The Practical Economist


Economic & Market Analysis

Latest Economic Indications

S&P 500 Index - The Index finished at 2459.27, up 1.4% over last week.

US Dollar Index - The Index finished at 95.11, down 0.9% from last week.

Gold - Gold finished at 1218.90, down 0.5% from last week.

Commodities - The Index finished at 82.70, up 1.1% from last week.  

10-Year Government Bond Yield - The yield finished at 2.33%, down 6 basis points from last week.      

This is not the week (or fortnight) to over-read into the economic data.  You want the take-away from 10,000 feet?  The data came in satisfactorily.

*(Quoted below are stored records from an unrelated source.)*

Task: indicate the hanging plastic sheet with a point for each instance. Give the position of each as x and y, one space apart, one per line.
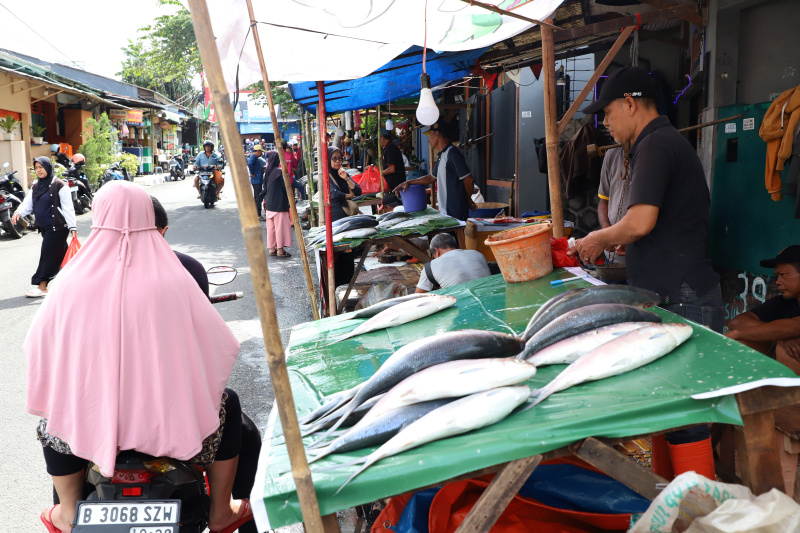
650 399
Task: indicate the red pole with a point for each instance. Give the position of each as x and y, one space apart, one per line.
324 179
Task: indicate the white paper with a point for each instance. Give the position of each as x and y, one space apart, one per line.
774 382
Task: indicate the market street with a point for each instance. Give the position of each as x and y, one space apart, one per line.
214 238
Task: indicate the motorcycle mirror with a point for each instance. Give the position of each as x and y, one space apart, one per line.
221 275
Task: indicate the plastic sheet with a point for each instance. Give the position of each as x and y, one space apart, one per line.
650 399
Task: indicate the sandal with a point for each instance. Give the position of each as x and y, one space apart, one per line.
245 515
48 521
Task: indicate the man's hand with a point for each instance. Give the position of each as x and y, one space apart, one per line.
587 249
792 347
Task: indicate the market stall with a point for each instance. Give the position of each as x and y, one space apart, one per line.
646 401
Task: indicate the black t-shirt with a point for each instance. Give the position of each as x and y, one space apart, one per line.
393 156
666 172
195 269
777 308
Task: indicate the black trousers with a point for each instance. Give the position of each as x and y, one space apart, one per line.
54 248
257 187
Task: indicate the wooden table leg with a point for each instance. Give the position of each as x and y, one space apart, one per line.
367 246
498 494
759 461
624 469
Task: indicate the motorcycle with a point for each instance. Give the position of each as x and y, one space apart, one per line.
11 196
147 493
208 187
176 168
82 196
112 173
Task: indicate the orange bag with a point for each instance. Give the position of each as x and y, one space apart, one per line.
370 180
74 246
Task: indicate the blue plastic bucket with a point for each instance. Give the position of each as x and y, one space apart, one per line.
414 198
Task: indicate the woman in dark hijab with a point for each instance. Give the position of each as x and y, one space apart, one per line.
276 208
342 187
51 202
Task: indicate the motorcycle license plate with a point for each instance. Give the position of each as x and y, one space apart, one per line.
162 516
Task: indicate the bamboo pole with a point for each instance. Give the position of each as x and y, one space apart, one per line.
601 68
325 180
287 179
551 131
380 150
257 259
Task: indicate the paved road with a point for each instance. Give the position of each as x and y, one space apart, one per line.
211 236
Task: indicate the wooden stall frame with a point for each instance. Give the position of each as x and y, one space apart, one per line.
257 258
287 179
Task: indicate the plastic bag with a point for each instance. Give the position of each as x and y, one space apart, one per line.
695 504
74 246
370 180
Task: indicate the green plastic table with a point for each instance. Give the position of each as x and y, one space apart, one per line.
645 401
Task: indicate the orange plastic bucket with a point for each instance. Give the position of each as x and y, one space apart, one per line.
523 254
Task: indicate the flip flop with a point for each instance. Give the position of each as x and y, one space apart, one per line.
48 522
245 515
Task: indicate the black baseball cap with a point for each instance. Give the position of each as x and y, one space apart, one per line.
627 81
441 125
790 254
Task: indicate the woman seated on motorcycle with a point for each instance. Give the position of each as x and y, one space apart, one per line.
149 377
209 157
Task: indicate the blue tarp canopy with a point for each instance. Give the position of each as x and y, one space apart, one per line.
399 78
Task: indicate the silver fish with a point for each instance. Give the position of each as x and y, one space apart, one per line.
583 319
576 298
463 415
403 313
429 351
571 349
623 354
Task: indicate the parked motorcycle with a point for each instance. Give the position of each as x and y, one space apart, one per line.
149 493
11 196
112 173
208 187
176 168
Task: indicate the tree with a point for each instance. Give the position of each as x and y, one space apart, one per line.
165 57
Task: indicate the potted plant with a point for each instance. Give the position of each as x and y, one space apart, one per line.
9 124
38 132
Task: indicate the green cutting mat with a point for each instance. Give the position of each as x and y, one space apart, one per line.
649 399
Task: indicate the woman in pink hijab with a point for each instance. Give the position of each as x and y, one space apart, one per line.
149 375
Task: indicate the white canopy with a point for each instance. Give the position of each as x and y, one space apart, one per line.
305 40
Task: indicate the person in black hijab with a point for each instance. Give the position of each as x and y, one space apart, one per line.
51 202
276 208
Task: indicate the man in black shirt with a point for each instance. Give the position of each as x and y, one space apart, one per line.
394 169
776 321
665 228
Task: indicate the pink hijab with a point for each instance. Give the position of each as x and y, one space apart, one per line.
126 352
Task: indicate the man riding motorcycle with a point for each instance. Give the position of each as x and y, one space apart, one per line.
209 157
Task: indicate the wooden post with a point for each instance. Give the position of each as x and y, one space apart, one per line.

Let's start with the labor market.  Employment continued to grow, with the figure of Net Newly Employed having grown 140,000 last month.  That translates to the ranks of the employed rising at a 1.3% annualized rate.

Make no mistake: these are good numbers, but they're not consistent with the language Fed Chair Yellen uses when she characterizes the economy as being at full employment.  That's decidedly untrue: the Employment Rate is unchanged over last month, at 60.3% and is about two percentage points shy of being able to be characterized as being at full employment.

Remember Yellen's remarks.  She is not a person who speaks casually.  When she intentionally mischaracterizes the labor picture, you can be certain that she's setting listeners up for something.  Pay very close attention to the next press conference she gives.

Industrial Output data got released late in the week and the data continues to be...interesting.  The good news--and possibly inflationary news--is production rose 1.4% last month.  The 12-month rolling average Index is at 103.6.  That figure is mildly good.  However, it is roughly the same level as that of July 2008.  If you remember July 2008, the economy was slowly up very quickly at that time.  Now let's look at Factory Utilization.  It's the highest it's been since July of last year, but...if you look back before that it's the lowest it's been since September 2011. 

In other words, we think the conclusion that inflationary forces are rapidly gathering is very premature.

And that takes us to Retail Sales.  Core Retail Sales, adjusted for inflation rose 9.4%...and that's a very high figure,'s very misleading and reflecting a spike in Sales that occurred three months ago.  In fact, unadjusted for inflation, Core Sales rose a very moderate 3.0% last month.  That's the slowest increase since November.

Are we trying to make you conjure a tough picture in your mind?  No!  We're trying to ensure you conjure a realistic picture.  Keep in mind our short-term forecast: it's not a picture of contraction so much as one of gentle softening.

And that takes us to the market's reaction to the week.  In preparation for discussing what the market did, have you taken a look at the market's chief week-ending indicators, above?

First let's dispose of a couple of minor observations.

1.  Notice that decline in Gold in the face of a lower Dollar?  What that tells you is that the Market is decidedly not too concerned about inflation in the short-term.

2.  See that higher commodity index figure in the face of a lower Dollar?  That is completely intuitive and nothing to particularly get exercised about.

What you really what to pay attention to:

1.  The long-term bond yield is slightly lower in the face of an unchanged Fed Funds rate.

2.  The yield curve (spread of yield on long-term bonds over short-term bonds) shows just slight compression. 

In other words, this is the picture of a market that appears to be preparing for just a slight slowdown.  If the Market expected much else, you should have expected to see a much greater effect on the yield curve.

Not to get too technical, but we want you to notice that we draw a distinction between the short-term interest rate that the market determines based off the Fed Funds rate and the actual Fed Funds rate, itself.  Why is this significant?  Even as the Fed Funds rate was unchanged week-over-week, you will notice that the market pushed the actual three-month short-term rate down...ever so slightly....but just enough to be different...and to to reinforce the fact that the market is expecting gentle economic compression in the short-term.